Think about it, when you need energy, don’t you instinctively reach out for a sweet food? Don’t you recoil from a food that’s made you nauseous at some point of time? Aren’t you also more likely to add condiments to your meal that have once helped you with digestion?
Anytime you feel you don’t know how to eat right for your body type, listen to your body. It will, however, take you some time to observe and understand the body’s signals, so we thought of giving you a head start.
Check your detailed health assessment report (in your inbox). We’ve arranged standard food groups (fruits, legumes, dairy, etc.) in the diet recommendation section in 2 neat lists: what you should eat more of and what you should eat less of.
Go ahead, try them with an open mind. Check what works for you and what doesn’t. And then tell us how you feel.
What You Should Eat
So far so good, but we know that list in your inbox is by no means exhaustive. So what should you do for foods outside the list?

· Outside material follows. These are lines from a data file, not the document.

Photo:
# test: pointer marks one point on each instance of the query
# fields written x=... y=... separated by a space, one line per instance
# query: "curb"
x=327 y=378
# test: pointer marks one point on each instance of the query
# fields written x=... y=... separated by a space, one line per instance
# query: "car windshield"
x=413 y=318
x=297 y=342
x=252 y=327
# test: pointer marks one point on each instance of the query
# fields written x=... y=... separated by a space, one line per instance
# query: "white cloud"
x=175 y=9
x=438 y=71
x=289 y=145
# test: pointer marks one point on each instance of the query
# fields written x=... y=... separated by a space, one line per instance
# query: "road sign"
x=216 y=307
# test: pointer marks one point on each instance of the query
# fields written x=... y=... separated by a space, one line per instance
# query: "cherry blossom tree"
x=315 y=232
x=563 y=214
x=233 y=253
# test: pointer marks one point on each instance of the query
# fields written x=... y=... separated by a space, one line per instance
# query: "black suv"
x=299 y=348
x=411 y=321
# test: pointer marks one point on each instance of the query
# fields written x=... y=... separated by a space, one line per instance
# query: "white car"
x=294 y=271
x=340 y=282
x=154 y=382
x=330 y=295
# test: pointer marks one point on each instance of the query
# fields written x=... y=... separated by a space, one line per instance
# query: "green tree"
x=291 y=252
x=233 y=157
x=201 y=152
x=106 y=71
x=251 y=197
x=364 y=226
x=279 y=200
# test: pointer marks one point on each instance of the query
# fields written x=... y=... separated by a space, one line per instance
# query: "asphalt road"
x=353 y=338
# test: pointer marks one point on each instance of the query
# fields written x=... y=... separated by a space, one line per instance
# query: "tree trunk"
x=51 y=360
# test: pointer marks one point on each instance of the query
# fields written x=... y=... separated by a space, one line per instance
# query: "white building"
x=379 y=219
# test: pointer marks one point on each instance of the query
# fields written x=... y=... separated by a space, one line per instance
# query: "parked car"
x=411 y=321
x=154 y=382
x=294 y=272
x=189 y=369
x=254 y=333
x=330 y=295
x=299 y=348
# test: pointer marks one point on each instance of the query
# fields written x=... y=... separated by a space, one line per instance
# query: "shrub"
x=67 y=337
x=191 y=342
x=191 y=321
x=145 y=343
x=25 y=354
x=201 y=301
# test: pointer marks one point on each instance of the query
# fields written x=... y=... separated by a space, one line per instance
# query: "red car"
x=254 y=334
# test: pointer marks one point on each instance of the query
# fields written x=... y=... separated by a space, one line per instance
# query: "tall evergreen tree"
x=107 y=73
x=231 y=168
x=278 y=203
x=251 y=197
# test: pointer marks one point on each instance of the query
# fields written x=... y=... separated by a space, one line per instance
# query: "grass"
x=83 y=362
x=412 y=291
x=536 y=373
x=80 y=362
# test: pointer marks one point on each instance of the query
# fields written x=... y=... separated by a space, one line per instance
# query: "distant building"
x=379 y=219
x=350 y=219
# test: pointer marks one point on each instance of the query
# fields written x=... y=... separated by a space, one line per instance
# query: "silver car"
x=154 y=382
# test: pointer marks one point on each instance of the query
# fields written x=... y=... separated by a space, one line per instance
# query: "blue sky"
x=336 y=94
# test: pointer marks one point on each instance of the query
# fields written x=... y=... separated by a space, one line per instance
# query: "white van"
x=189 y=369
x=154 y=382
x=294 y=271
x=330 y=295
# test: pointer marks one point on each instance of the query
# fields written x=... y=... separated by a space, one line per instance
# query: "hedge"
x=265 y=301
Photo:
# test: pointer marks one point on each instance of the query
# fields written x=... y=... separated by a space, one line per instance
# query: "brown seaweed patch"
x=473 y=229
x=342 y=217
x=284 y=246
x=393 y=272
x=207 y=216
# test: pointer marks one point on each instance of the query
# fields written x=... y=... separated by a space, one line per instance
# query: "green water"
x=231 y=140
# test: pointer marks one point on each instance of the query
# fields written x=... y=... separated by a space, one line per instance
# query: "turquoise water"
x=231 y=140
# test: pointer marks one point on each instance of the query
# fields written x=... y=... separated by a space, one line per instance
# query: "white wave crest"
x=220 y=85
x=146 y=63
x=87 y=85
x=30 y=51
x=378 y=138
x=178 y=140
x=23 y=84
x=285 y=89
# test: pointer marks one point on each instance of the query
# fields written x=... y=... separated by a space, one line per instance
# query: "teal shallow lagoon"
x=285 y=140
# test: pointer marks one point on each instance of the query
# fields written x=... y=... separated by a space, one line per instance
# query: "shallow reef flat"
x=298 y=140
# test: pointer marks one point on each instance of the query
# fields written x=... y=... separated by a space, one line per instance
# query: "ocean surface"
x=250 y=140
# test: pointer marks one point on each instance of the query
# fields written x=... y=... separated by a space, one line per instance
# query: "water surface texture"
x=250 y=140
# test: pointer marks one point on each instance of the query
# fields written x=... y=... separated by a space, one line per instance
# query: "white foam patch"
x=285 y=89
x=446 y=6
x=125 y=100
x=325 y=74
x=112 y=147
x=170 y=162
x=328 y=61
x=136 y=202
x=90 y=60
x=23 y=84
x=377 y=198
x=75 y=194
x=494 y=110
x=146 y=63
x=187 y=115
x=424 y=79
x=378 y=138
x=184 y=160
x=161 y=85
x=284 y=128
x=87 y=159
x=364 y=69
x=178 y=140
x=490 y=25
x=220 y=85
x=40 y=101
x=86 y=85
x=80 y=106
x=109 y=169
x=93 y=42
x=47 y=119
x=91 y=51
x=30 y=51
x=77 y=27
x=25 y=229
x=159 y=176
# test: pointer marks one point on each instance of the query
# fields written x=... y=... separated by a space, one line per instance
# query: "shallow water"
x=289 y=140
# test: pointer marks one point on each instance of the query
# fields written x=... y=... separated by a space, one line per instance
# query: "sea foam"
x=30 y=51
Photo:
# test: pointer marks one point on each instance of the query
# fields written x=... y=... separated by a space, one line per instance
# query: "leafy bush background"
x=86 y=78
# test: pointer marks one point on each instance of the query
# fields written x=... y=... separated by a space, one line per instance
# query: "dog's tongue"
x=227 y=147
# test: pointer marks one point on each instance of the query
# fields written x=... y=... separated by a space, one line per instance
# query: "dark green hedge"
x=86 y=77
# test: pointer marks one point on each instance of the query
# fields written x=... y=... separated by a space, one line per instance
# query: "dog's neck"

If the foods are natural and whole and you are not on a restricted diet, eat small amounts of everything. You need the unique nutrition each food offers. But if you’re looking for staples, judge by the physical qualities of the food (whether you like the taste, texture, etc.) and by your experience after eating the food (whether the food is making you feel good).
Light and Quick
Since you have frequent energy dips, you need to eat filling and energy-giving foods. Most energy-giving filling foods, you’ll notice, are naturally heavy, oily, or moist, and sweet (as they contain different forms of glucose). Since you also have an erratic digestion and a tendency to feel cold, the solution is warming foods or spices that rev up your digestion. Have sour, salty, and spicy-tasting foods. Notice how they increase the saliva flow in your mouth? Salty foods can also help you retain more water and reduce your tendency for dehydration.
To sum up: You usually complain about poor energy, erratic digestion, and feeling cold all the time. So you should have more warm, filling, moist, sweet, sour, salty, moderately spicy foods.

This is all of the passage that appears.